Model Selection To validate Pixel World, we selected a diverse set of vision-language models (VLMs) with varying scales to ensure the robustness and generalizability of our findings. It also allowed us to analyze the behavior of models across different sizes. We evaluated several widely used vision-language models (VLMs), including Qwen2VL-2B (Wang et al., 2024a), Phi-3.5-3.2B (Abdin et al., 2024), Qwen2VL7B (Wang et al., 2024a), Gemini-Flash (Gemini, 2024)1, and GPT-4o (Open AI, 2025).

3.1 Text Input

Figure 3 reports model accuracy on text-only datasets (e.g., ARC, MMLU-Pro, GLUE, GSM8K, Super GLUE, MBPP). Two major insights emerge:

Better Transferability in Larger Models Larger language models (e.g., GPT-4o, Gemini-Flash) exhibit better transferability between text and image-based performance, while smaller models struggle with both transferability and instruction following. For instance, on the ARC dataset, GPT-4o s performance declines by only 0.59 points when transitioning from text to synthetic images, whereas the smaller Qwen2-VL-2B suffers a substantial 21.73-point drop (from approximately 68.61 to 46.88). This trend suggests that more

1We use gemini-1.5-flash-002, which was the latest available version during this study.

Figure 5: The performance of the multimodal dataset (MMMU-Pro). We adopt the result reported by the origin paper. We can observe that strong models perform better in PEAP.

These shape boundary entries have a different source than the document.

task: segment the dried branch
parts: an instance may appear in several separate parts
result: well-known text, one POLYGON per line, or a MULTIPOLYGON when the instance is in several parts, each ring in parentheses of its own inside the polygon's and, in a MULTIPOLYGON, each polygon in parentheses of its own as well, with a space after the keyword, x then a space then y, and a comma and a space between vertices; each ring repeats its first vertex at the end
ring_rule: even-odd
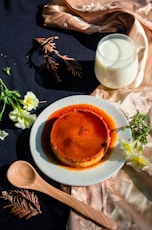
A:
POLYGON ((3 191, 0 198, 10 202, 3 208, 11 208, 10 213, 19 218, 25 218, 27 220, 42 213, 38 197, 34 195, 34 192, 29 192, 25 189, 11 190, 10 192, 3 191))
POLYGON ((45 67, 47 70, 52 72, 53 77, 59 82, 61 81, 58 75, 59 61, 62 60, 67 67, 67 70, 72 73, 73 76, 78 76, 81 78, 82 68, 80 64, 71 57, 67 55, 61 55, 56 49, 55 39, 58 36, 52 36, 49 38, 35 38, 33 39, 33 48, 28 53, 28 59, 31 66, 35 66, 32 61, 32 56, 36 52, 43 57, 45 60, 45 67))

capable models preserve their reasoning abilities across modalities, while smaller models face greater difficulty. Additionally, smaller models (e.g., Phi-3.5-vision) not only show weaker overall performance on standard benchmarks but also struggle significantly when instructions are presented as images. Their performance consistently lags behind that of larger models, particularly on tasks like MBPP. This supports Insight 3 in Figure 2.

Performance Degradation with More Complex Tasks We observe significant drops on benchmarks requiring advanced reasoning, such as mathematical, coding or domain-specific tasks. For example, when moving from text to image inputs on the MMLU-Pro dataset, GPT-4o exhibits a drop of more than 25 points. In contrast, on GLUE and Super GLUE, the decline remains under 5 points. These findings indicate that while existing large models achieve comparable performance between text and visual modalities on simpler tasks, a gap still exists at a deeper level in visual-based and text-based understanding, demonstrating room for improvement in modality adaptation training.

3.2 Structured Input

Figure 4 summarizes model performance on four Table Bench subsets: Fact Checking, Data Analysis, Numerical Reasoning, and Visualization.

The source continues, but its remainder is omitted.